If you put $f(n)=\sum_{d|n} \lambda(d)$ and $$g(n)=\left\{ \begin{array}{c} 1 & \textrm{if $n$ is square}\\ 0 & \textrm{otherwise} \end{array} \right. $$ then you can see easily that if $n,m$ are coprime : $$ f(nm)=f(n)f(m)\\ g(nm)=g(n)g(m) $$ and $$ f(p^k)=g(p^k) \qquad \textrm{for all $p$ prime number} $$ so $f=g$

Answer 2

Define a $b$-tuple on $(a_1,\dots,a_k)$ as $[b_1,\dots,b_k]$ with $0\le b_i\le a_i,\;\forall 1\le i\le k$.

Then if $a_i$ is odd, there are an even number of possibilities for $b_i$, and if $a_i$ is even, there are an odd number of possibilities for $b_i$.

So unless every $a_i$ is even, i.e. $n$ is a square, we have an even number of possible $b$-tuples, with an equal number of odd and even sums.

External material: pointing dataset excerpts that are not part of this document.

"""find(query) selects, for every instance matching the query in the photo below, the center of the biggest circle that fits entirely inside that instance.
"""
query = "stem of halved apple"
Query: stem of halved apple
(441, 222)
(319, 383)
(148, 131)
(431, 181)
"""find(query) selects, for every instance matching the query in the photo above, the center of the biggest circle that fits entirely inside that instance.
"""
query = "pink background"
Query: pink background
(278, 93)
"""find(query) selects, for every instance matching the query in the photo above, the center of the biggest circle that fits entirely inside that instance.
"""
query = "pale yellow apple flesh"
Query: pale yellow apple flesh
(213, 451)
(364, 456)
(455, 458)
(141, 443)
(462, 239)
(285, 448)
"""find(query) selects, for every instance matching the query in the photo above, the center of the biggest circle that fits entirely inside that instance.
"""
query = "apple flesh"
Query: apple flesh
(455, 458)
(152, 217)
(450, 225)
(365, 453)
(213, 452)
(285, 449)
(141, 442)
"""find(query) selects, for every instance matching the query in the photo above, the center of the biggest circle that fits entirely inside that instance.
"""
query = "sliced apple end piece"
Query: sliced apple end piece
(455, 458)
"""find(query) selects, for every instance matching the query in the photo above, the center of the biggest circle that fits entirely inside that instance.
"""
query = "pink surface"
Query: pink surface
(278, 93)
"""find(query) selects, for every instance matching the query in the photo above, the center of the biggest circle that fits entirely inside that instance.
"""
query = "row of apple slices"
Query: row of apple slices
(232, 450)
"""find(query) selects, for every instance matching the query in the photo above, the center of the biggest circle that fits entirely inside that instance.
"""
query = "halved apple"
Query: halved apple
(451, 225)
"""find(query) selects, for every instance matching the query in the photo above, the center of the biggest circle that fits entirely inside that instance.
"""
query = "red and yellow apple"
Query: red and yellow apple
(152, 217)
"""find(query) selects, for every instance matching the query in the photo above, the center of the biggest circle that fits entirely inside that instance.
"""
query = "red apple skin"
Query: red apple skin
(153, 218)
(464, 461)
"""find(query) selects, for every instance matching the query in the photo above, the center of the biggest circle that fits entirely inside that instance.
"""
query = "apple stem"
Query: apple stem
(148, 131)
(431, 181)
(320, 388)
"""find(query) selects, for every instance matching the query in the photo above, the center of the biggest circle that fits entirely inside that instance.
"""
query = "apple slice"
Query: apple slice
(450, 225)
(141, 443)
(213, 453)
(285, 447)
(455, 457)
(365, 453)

These represent the divisors of $n$, and so $\sum_\limits{d|n} \lambda(n)=0$ unless $n$ is a square, when there are an excess of even $b$-tuples, and so in this case $\sum_\limits{d|n} \lambda(n)=1$.

Answer 3

With the prime factorization of $n$ being

$$n = \prod_p p^v$$

we have

$$\sum_{d|n} \lambda(d) = \prod_p \left(1 + (-1) + 1 + (-1) + \cdots + (-1)^v\right).$$

Now if $v$ is odd the corresponding factor is zero, so the sum is zero in this case as well. Therefore for this to be non-zero all $v$ must be even. This yields the value one for the sum terms, producing one as the end result. But if all $v$ are even $n$ certainly is a square as claimed.